Learn how to communicate complex thoughts: Programming languages are just… languages. And coding is communicating your thoughts in a programming language. As in natural languages there are many ways to say the same thing. But expressed in code a statement is always right or wrong, working or not working, and it is doing exactly one thing. There is no space for interpretation. Speaking „code“ teaches you to express your thoughts in an unambiguous way. And that is a great skill, especially when you are not talking to a computer.
Learn how to educate yourself: Every software developer in the world will tell you that it is part of their day to day job to teach themselves new skills. You constantly find yourself in situations where you have the feeling that there should be a best-practice way to solve the problem you‘re facing.

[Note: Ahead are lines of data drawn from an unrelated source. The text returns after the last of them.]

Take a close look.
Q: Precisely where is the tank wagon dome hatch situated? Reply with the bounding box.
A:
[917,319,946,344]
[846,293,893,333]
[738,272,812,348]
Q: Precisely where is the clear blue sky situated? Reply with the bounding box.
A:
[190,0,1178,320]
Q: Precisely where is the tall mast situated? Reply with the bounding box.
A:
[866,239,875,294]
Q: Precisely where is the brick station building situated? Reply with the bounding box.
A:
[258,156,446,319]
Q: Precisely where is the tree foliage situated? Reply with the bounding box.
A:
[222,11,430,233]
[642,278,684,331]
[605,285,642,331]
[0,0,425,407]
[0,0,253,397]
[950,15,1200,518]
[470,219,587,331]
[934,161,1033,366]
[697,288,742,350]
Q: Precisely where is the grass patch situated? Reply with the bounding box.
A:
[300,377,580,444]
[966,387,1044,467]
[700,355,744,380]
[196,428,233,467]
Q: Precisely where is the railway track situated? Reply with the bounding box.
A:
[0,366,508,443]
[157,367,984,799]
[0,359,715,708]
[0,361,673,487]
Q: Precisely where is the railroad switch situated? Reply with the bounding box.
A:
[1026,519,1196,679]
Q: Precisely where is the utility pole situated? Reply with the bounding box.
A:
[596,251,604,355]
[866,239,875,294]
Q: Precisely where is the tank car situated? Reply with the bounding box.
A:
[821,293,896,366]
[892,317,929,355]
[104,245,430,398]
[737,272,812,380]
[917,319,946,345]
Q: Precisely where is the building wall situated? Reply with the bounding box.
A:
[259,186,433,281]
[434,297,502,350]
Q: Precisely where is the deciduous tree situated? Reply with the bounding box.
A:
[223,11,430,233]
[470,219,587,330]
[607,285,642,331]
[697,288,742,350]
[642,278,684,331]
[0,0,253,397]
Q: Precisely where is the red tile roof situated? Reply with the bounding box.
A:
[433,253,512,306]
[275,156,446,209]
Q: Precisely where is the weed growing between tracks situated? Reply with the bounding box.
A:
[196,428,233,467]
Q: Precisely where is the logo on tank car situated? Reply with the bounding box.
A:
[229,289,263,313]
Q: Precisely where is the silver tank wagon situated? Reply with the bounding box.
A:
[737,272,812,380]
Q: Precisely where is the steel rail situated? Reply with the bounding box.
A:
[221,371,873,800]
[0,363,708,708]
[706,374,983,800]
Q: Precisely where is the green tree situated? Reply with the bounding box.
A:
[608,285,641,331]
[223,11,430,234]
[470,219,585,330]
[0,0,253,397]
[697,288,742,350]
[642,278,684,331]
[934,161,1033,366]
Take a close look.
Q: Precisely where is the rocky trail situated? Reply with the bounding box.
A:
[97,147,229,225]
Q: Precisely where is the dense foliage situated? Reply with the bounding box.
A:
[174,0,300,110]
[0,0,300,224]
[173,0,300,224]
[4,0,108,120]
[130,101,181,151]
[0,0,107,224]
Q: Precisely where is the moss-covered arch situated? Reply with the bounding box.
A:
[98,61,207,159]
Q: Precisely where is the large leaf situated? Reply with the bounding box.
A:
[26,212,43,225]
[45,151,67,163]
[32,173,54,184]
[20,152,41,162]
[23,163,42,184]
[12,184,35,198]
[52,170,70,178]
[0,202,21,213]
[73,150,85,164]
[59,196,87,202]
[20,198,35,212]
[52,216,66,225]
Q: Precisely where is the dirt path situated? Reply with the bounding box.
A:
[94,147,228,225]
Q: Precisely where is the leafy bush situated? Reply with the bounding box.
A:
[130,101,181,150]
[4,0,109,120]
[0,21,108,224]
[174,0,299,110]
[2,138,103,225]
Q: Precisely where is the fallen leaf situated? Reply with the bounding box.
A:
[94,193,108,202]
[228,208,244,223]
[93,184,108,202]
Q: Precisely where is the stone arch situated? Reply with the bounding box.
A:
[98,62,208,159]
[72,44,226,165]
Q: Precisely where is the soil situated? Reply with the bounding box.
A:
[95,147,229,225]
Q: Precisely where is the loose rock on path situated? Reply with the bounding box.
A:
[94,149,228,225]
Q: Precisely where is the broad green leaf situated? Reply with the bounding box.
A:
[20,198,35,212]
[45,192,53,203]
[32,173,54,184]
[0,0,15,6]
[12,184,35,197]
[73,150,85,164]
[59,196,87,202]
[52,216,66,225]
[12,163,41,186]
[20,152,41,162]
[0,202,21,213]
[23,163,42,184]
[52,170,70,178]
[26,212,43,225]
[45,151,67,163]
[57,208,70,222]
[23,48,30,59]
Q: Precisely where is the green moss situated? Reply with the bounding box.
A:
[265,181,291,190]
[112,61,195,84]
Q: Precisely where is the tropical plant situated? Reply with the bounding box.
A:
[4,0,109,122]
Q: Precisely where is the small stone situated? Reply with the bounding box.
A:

That there should be a method suitable for a given task. That there might be an algorithm to perform a given calculation. You start searching, distill a lot of information, play with possible solutions and select a way to go. Whenever you go through this loop, and it may happen many times a day, you autonomously acquire new knowledge. And this ability is one you will develop even when you acquire just basic coding skills.
Practice endurance: When writing code you will soon encounter a situation where your program is not doing what you think it should be doing. And you can be quite sure that the reason for this is somewhere in your code. But you can‘t figure out what is going on. It can take days to figure out the solution. And you will typically feel very stupid after you found it, cause it now seems so obvious. These experiences develop your endurance like nothing else. You know there must be a solution. So you keep going.
Although these are very useful skills, the biggest advantage of learning how to code at a young age is that it is a great source of self-confidence. It gives you the trust that you can build something and that with diligent efforts you can solve big problems.
For me personally the coding skills I developed during my high-school years were the biggest asset I had when graduating. I went to a fairly bad school where the vast majority of teachers I had to learn from were not at all interested in the subjects they taught and thus were unable to spark any interest for their topics. Problem solving was not on the agenda. Teaching myself how to code is what allowed me to develop a feeling of empowerment and let me feel the joy of diving deep into subject-matter. And I believe that most people who take the effort to learn it will appreciate it the same way I do. No matter if they want to go into computer sciences or not.